While The Hunger Games film showcases its fair share of brutal deaths, how Katniss kills Glimmer with a nest of tracker jackers is worse in the books.
While The Hunger Games features many brutal deaths, Glimmer’s (Leven Rambin) end by tracker jackers is even worse in the book than in the film. The Hunger Games depicts some of the most violent, yet creative deaths in YA fiction, with the juxtaposition of this violence against the opulence of the privileged as part of what gives the books and the films their staying power. However, it makes sense that all of what made the books so impactful couldn’t be brought to the screen without losing the movie’s PG-13 rating, making it interesting to see which graphic details made it from the page to the screen and which had to be left to the imagination.
The Hunger Games movie is based on the novel of the same name, where 24 children are selected every year to compete in televised death battles. In the dystopian Panem of The Hunger Games, Katniss Everdeen (Jennifer Lawrence) ekes out a living in District 12, the poorest district, before she is forced to enter the games and must fight to survive. During this experience, one of the first deaths Katniss witnesses personally is that of Glimmer, a tribute from District 1. In the book and the film, Katniss kills Glimmer after the District 1 tribute and her group trap Katniss up a tree. She escapes by dropping a nest of tracker jackers on those below.
How Glimmer’s Hunger Games Death Is Worse In The Book
In both the book and the movie versions of The Hunger Games, tracker jackers are genetically engineered wasps whose stings are incredibly painful and inject those who suffer them with a hallucinatory poison. Additionally, the creatures follow those that disturbed their nest long past the range of a normal wasp, culminating in one of the longest, most lingering deaths in The Hunger Games. While Katniss and Glimmer are both stung in the book and the film, the consequences are much more graphic in the book, especially due to the visions Katniss suffers in the aftermath of her attack.
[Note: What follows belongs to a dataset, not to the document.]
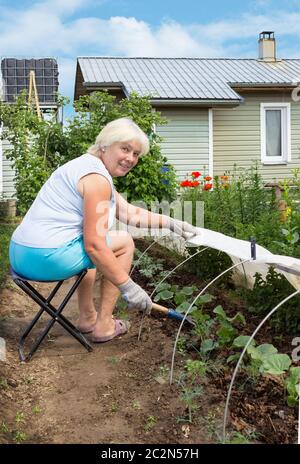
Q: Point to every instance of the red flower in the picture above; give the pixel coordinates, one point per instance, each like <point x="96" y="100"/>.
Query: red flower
<point x="183" y="183"/>
<point x="196" y="174"/>
<point x="186" y="183"/>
While dying at the hands of tracker jackers is bad enough in The Hunger Games film, the book depicts a much more grotesque description of Glimmer’s demise. The novel describes the once-beautiful Glimmer as disfigured in death by plum-sized welts that ooze green pus, as well as how the girl begins to disintegrate when Katniss touches her body. Admittedly, this aspect could very well be Katniss’ hallucinogenic tracker jacker stings working against her, but she does have to break Glimmer’s fingers to retrieve the bow the other tribute was carrying, adding to the scene’s grimness. These graphic aspects of Glimmer’s death are cut from the film.
Why Glimmer’s Death Is So Important
Despite the horror of how Katniss kills Glimmer in The Hunger Games, it remains a critical part of both the original novel and the movie. Not only does this death earn Katniss her bow, but it also highlights the lengths to which she’ll go to survive. For even greater impact, Glimmer’s death is technically Katniss’ first kill in the Games, albeit indirectly. All the same, the gruesome aspects of the deed and the impact of Katniss’ attack not just on Glimmer, but her group show both Katniss’ ruthlessness and ingenuity, all of which are key to her survival in The Hunger Games.